Microsoft CEO Satya Nadella has been surprisingly candid in a recent chat with Morgan Stanley, highlighting how much the company has to thank both Intel and Apple for. The admission cuts against decades of tech industry mythology about relentless corporate rivalry and suggests that some of the most dominant software products ever built owe their existence to competitors rather than to purely proprietary innovation.
When asked about embracing openness, Nadella responded: "Like, without Intel, I don't know if Windows would have happened, right? Without Mac, I wonder whether Office would have happened." These are not throwaway remarks. They point to a historical reality that marketing teams have spent forty years trying to obscure.
Following the Money in Silicon Valley History
The Intel connection is the easier one to parse. MS-DOS was made for the first IBM PCs that were running Intel CPUs, and thereafter for quite some time Microsoft's operating systems were the de-facto for home computing, in Intel machines. This symbiotic relationship became so standard that the term "Wintel" entered industry vocabulary as shorthand for the dominant computing architecture. Without that foundational partnership, Windows might have remained a peripheral curiosity rather than a platform. Intel's dominance in chip manufacturing created the hardware baseline; Microsoft colonised it with software.
The Apple story is more surprising to most people because it involves actual product leadership from a rival. Excel was originally released for Mac computers, and the first version of Word with a GUI was also released for Mac before Windows. The original graphical Mac OS, System 1, was more user-friendly and popular than Microsoft's first graphical follow-up to MS-DOS, Windows 1.0. In other words, the Mac didn't just co-exist alongside Office; it directly inspired the graphical version that would eventually dominate worldwide.
The Pragmatism of Admitting Dependency
What makes Nadella's remarks noteworthy is not the historical accuracy; any tech journalist knows the release timeline. What matters is that the CEO of the world's most valuable software company is willing to name his dependencies publicly. Nadella's Microsoft has formed partnerships with some of its fiercest rivals and has also contributed to open-source projects, released software under open-source licenses and released a version of its Teams communications app for Linux. This represents a complete reversal from the "embrace, extend, extinguish" playbook of the Ballmer era.

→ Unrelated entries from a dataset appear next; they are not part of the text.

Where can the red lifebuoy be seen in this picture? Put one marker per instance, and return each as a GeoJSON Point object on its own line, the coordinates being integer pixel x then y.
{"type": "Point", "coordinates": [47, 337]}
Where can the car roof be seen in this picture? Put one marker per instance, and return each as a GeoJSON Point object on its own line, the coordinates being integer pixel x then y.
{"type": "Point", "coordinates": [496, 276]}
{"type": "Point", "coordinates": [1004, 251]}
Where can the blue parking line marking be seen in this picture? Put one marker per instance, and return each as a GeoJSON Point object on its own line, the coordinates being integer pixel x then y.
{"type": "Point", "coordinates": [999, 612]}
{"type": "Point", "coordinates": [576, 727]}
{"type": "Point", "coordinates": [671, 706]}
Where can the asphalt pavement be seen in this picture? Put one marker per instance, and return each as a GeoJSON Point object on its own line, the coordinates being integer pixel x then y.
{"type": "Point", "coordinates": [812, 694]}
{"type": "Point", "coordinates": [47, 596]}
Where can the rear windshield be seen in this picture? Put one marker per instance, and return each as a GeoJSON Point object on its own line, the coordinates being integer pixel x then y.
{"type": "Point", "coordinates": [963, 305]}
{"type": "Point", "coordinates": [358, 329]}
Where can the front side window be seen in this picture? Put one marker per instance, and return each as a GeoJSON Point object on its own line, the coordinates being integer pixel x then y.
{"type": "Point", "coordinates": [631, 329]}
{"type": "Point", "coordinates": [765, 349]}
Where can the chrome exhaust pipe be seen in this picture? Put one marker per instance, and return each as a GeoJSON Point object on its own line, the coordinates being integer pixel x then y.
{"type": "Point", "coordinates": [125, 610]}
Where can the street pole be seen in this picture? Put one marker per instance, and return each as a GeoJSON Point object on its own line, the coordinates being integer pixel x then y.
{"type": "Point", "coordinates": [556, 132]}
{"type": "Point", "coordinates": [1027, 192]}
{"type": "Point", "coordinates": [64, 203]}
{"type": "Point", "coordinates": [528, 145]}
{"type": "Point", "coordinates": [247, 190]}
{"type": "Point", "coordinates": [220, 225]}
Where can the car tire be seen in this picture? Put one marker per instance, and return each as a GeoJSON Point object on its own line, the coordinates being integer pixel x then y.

There's a centre-right argument to be made here about competition working exactly as intended. Intel and Apple created superior products; Microsoft built better software to sit atop their work. That combination created more value than any single player could have managed alone. But there's also a legitimate counterargument that Microsoft's subsequent dominance squeezed out competition and prevented alternative platforms from flourishing. The Wintel duopoly became so entrenched that genuine competitors struggled to gain traction.
Dependency Cuts Both Ways
The honest reckoning is messier than any single narrative. Microsoft owed Intel and Apple a debt in the 1980s and 1990s. But once Windows and Office achieved scale, that dynamic inverted. Intel became dependent on the software ecosystem Microsoft controlled. Apple fought back by eventually moving to its own chips. The question now is whether Nadella's gratitude reflects genuine intellectual humility or simply an acknowledgement that the power dynamics have shifted enough that generosity costs nothing.
Still, for a multinational software company to publicly admit it owes its existence to rival platforms is refreshing in an industry usually defined by territorial posturing. It suggests that at least some Silicon Valley leaders understand that markets are not purely zero-sum contests. Success often requires surfing on others' waves rather than starting from scratch. That's not a revolutionary insight, but it's one that takes real leadership to voice in public.